Ultimately, the Bike Action Plan, through joint execution with the LUCE, will help integrate bicycling into the City’s core infrastructure and, ideally, reduce the number of car trips made within Santa Monica. Indeed, City officials have contended that the Bike Action Plan is a significant component of the LUCE’s vision of having “no new net trips” despite new development and a growing population.
“The draft Bike Action Plan provides a foundation with the goal of increasing bicycling to 10 (to) 25 percent of all trips by 2030 as envisioned by LUCE,” wrote a group of City planners, including Lucy Dyke, Michelle Glickert, and Francie Stefan, in a staff report presented to planning commissioners on Aug. 10.
Through it all, the plan calls for more than 50 miles of new bikeway lane mileage by 2030, increasing the amount of roadway available for bike use from 37 miles in 2010 to 88.7 miles. By 2015, the plan hopes to have 69 miles of bikeway lane mileage in place and operational.
The plan, which also calls for an additional 2,500 new public bicycle parking spaces, aims to “coordinate implementation of bicycle programs and the LUCE bicycle network, and encourage residents, employees, and visitors to make bicycling their transportation of choice,” the three staff members added in their staff report.
Within the next five years, the Bike Action Plan has several key initiatives and benchmarks it hopes to achieve, including proposed improvements on five percent of the LUCE bicycle network and various programs to promote increased bike use, including events, awareness, information, education, encouragement, enforcement, supporting facilities, the development of a “bicycle wayfinding system,” and bicycle parking improvements.

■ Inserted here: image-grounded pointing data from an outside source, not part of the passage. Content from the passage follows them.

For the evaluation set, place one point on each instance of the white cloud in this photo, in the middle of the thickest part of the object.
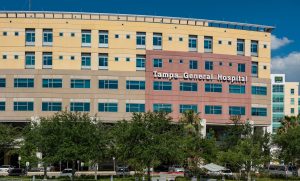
(277, 43)
(289, 65)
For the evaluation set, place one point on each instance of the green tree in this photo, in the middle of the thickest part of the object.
(147, 140)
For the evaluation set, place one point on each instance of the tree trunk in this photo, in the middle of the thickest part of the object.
(73, 170)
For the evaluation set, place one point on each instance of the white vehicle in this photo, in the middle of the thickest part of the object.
(6, 168)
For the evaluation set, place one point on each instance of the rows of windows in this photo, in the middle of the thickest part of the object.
(157, 40)
(132, 107)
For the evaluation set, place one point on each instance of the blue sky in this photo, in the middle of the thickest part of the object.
(284, 15)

According to the plan, the five-year implementation plan also includes the “installation of shared lane markings and buffered bike lanes on streets with adequate space for striping without realigning a street’s centerline, moving curbs, or removing parking or travel lanes” and will also feature “bikeway development that will involve more change to curbs, parking, or roadway configuration.”
The City also intends to use the plan to obtain grant funding from the state. According to City staff, the current draft of the plan should meet State Bicycle Transportation Account requirements, making Santa Monica eligible to apply for state funding.

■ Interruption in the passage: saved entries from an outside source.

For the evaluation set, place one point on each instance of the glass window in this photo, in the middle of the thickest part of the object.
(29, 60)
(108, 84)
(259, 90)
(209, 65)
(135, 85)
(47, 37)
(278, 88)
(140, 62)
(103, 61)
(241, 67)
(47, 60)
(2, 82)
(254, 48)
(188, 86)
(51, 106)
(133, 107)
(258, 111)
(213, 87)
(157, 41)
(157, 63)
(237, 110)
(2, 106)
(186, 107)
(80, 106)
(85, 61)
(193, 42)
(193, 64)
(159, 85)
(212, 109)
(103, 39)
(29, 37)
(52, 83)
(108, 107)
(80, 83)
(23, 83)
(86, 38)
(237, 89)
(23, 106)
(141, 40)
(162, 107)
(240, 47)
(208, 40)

According to the plan, bicycle-themed programs and facilities in Santa Monica are already covered by about $5.2 million in existing grants. However, the plan estimates about $5.8 million would be required to realize the five-year build-out of the planned bikeway network; the 20-year build-out would cost an additional $23.6 million.

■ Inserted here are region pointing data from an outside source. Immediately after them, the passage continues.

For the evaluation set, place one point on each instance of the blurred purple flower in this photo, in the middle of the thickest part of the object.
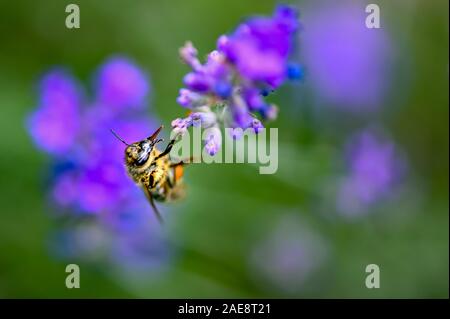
(348, 64)
(376, 167)
(248, 64)
(121, 85)
(55, 124)
(88, 178)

Earlier this month, a drafted copy of the Bike Action Plan was made available for the public to review. Besides the planning commission, other public agencies that will have an opportunity to review the plan throughout the remainder of summer and into autumn include the task force on the environment, the Recreation and Parks Commission, the commission for the senior community and, ultimately, the city council.
The planning commission seemed pleased with the plan overall. The agency’s chair Jim Reis suggested commissioners review the plan in more detail in the next month or so to determine what tweaks, if any, should be made before making a recommendation to the council.
Yet, Recreation and Parks Commissioner Richard McKinnon said that while the Bike Action Plan is a welcome document and a worthy roadmap for Santa Monica, he also expressed some concern about the plan’s vision.
“The thing that is lacking in this document is some sense of where we want to be in five years, or 10, or 15,” McKinnon said. “The ‘No New Net Trips’ goal is illusory unless biking comes a long way. What the plan doesn’t tell us is, are we aiming for Portland’s 16 percent of everyone cycling, or will we be Irvine, where there are hundreds of miles of bike paths but no one using them.”